Is Restaurant Brands a Buy on the Dip?

Restaurant Brands International Inc (TSX:QSR)(NYSE:QSR) is down 8% in the past week as one of its key brands, Tim Hortons, is facing a lawsuit from a disgruntled franchisee that says the franchisor has failed to meet its obligations. This is not the first time we’ve seen this with Restaurant Brands, as a group of franchisees, the Great White North Franchisee Association, earlier this year accused the company of increasing costs and making it more difficult for franchisees to stay in business.

The sell-off in share price has resulted in the stock going into oversold territory. With a Relative Strength Index (RSI) of less than 29, this suggests that the share price might be due for a reversal. When the RSI falls below 30 that tells investors there has been an excess of selling.

As mentioned, having disputes with its franchisees is nothing new for Restaurant Brands and it hasn’t been enough to adversely affect the stock. Year-to-date returns are still north of 20% even with this latest setback.

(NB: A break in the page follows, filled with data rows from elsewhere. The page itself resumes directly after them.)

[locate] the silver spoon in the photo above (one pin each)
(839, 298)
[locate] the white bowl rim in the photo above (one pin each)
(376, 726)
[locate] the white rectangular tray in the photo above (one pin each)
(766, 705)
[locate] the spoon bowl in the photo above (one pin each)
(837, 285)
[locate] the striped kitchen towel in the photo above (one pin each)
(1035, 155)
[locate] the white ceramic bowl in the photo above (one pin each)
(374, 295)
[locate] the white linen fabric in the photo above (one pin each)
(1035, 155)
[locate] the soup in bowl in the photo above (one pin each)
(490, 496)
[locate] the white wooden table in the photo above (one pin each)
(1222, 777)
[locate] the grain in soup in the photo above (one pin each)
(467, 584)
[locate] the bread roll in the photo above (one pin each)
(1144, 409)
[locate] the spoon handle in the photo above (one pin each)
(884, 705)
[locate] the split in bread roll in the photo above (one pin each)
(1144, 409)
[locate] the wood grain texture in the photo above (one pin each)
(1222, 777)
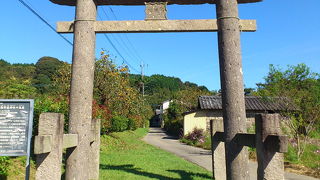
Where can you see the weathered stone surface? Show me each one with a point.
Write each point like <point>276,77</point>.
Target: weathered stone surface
<point>141,2</point>
<point>156,26</point>
<point>270,162</point>
<point>234,115</point>
<point>42,144</point>
<point>218,151</point>
<point>70,140</point>
<point>95,150</point>
<point>49,164</point>
<point>81,94</point>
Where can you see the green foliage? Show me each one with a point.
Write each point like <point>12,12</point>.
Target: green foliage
<point>309,158</point>
<point>119,123</point>
<point>131,124</point>
<point>19,71</point>
<point>46,68</point>
<point>4,166</point>
<point>195,138</point>
<point>16,89</point>
<point>302,86</point>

Even if Restaurant Brands loses some franchisees, the popular Tim Hortons brand will certainly find others that are more than willing to run the iconic Canadian coffee shop. Negative press might send a stock down in price, but unless there is a significant problem that will impact the company’s operations, the stock is likely to recover.

This could be a great opportunity for investors to buy on the dip and take advantage of a rare opportunity where the stock has seen a big sell-off.